Firstly, if you come to a session called "The architecture of affordability", you might be forgiven for thinking that it will be about that: the architecture. But what I walked away with - reaffirmed from a previous tour of affordable housing projects here in the US in 2006 - is that the architecture they're really referring to is a financial one. It's about the maths.

And although the US has a very different framework for encouraging and subsidising affordable housing, there are some transferable ideas to take away. But no silver bullet. Just in case you were hoping. (In Australia, where the land is say 60% of the cost of the ultimate house and land combination versus here where it may be as little as 30%, there are very different economic fndamentals at play - and that's before youi consider tax, and housing authorities and the like.) 

Hana Eskra of Gorman USA, a 28 year old company working with civic leaders to solve community problems and primarily using the lever of tax credits to fund them, spoke a lot about the maths.

First, she wanted us to be clear just what affordable housing is, and I was surprised to find that this definition was actually established as far back as 1937, in the Housing Act of that year. It said that affordable housing is that which costs not more than 30% of your income. In that context, low income is 80% of median family income (median is about $51k pa) and this leads us to the "maths problem", Eskra says: they can't pay enough for a building we'd build. What they could pay is $520 a month - and that "barely allows us to keep the lights on".

"There's no money left to build that building and that's the maths problem," she says. "On one hand it costs about $200-$250k to build a unit. On the other, even if they earn $20/hr they can still only afford an $85k mortgage."

Dealing with that maths problem takes a sophisticated layering of financial instruments (which, ironically, means that accountants and lawyers get rich while others get affordable housing) and also the Choice Neighbourhoods Program which took over from a prior program (HUD 6). It's designed to not only have people develop a building but also the neighbourhood.  With a possible planning grant of $300k and an implementation grant of $20-30million, the program wants to make sure that "instead of just focusing on public housing, you need to have a plan for transforming neighbourhoods. 

Example: Nehemiah Spring Creek

Across the country at Nehemiah Spring Creek, in Brooklyn, New York, Alexander Gorlin Architects and others are dealing with the maths problem too. On a 50 acre site at the edge of the Jamaica Bay, which was landfill for 50 years with pockets of methane gas (which meant that when developed the whole site needed to be capped with four metres of sand) a group of people inspired by Johnny Ray Youngblood are creating something quite different to the identical, defensive, front loaded homes with big fences - "the suburban transferred to the urban" - that are nearby.

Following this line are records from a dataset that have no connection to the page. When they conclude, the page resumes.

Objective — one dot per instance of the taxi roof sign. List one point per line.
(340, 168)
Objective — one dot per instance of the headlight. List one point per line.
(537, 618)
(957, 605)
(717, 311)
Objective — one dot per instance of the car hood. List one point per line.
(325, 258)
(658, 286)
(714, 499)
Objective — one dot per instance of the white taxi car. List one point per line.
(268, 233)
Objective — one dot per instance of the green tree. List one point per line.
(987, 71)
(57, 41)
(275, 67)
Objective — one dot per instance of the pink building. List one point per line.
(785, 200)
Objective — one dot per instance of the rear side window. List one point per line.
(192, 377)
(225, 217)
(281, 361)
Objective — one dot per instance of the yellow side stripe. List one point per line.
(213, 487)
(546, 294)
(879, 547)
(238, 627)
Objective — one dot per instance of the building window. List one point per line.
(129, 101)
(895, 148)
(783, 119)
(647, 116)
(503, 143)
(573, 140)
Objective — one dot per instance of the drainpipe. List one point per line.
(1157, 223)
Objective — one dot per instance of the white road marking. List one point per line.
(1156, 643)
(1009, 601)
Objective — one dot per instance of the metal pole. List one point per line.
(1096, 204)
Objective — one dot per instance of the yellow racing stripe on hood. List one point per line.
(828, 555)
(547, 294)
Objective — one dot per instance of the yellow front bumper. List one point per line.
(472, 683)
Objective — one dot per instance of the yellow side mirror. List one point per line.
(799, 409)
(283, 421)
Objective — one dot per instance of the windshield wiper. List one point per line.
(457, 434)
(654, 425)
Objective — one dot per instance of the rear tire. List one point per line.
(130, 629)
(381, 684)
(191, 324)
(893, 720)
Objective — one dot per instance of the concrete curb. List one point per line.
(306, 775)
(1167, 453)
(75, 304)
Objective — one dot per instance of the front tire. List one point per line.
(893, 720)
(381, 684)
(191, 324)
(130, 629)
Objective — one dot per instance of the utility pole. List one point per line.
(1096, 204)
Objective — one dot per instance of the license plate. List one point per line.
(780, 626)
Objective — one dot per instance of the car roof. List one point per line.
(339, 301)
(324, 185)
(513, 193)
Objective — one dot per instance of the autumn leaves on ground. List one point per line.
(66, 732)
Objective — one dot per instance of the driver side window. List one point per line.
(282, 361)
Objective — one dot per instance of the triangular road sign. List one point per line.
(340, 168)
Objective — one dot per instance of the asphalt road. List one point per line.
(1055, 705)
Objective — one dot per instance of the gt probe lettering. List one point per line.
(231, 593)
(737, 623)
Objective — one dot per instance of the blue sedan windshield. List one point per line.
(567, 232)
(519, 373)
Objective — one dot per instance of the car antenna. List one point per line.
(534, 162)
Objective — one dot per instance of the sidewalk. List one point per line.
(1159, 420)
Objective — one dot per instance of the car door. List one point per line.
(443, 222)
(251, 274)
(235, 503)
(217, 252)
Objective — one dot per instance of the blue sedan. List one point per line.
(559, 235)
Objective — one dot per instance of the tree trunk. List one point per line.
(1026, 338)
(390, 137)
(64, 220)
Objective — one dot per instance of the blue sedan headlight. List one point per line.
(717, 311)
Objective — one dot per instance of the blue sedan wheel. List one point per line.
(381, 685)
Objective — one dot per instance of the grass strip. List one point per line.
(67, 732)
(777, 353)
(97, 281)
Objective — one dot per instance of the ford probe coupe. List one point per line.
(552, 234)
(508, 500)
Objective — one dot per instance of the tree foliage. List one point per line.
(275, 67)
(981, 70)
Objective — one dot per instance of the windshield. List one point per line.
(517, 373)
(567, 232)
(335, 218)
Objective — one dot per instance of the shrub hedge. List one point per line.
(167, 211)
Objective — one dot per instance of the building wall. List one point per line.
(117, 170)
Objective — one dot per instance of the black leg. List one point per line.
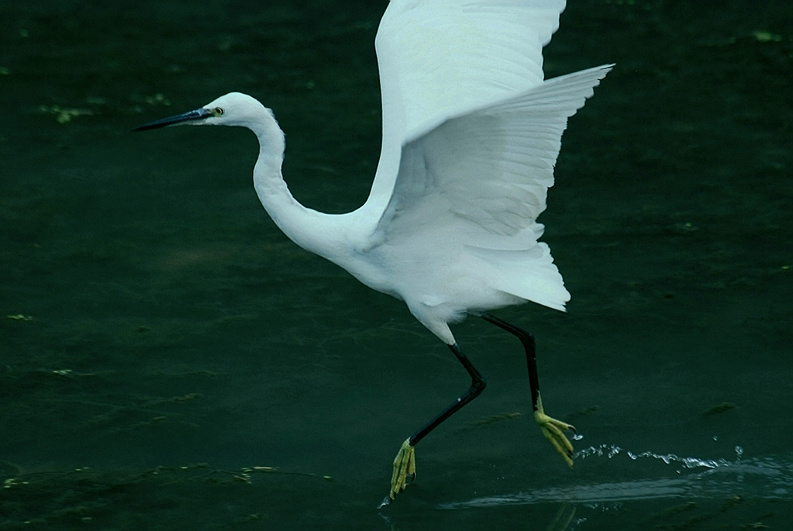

"At first I thought we should have ten different architects involved," says Gorlin, "but we couldn't afford it." Instead they created a series of  three-bedroom units, 20x40 feet, sold as individual homes, and inspired by Bruno Taut's housing in Berlin, which used different colours chosen to reflect the direction facing the sun, to add variety. (Here, 12 colours somehow related religiously in some arcane way that I missed were used to achieve a similar effect.)

To achieve construction efficiency, the homes were brought forward to the street, incorporated rear parking, and were built using pre-fab modules built in a Brooklyn navy yard, with facades installed on site. They're 20 feet wide, because that's the maximum that can be transported through the streets of New York. (NY codes limit modules to 18 feet on bridges which is why the developers had to tender out to prefab firms in the city and not beyond.) Selling for $100/sq foot, there are now 568 townhouses, 700 units. a school on the site, and a large shopping mall nearby.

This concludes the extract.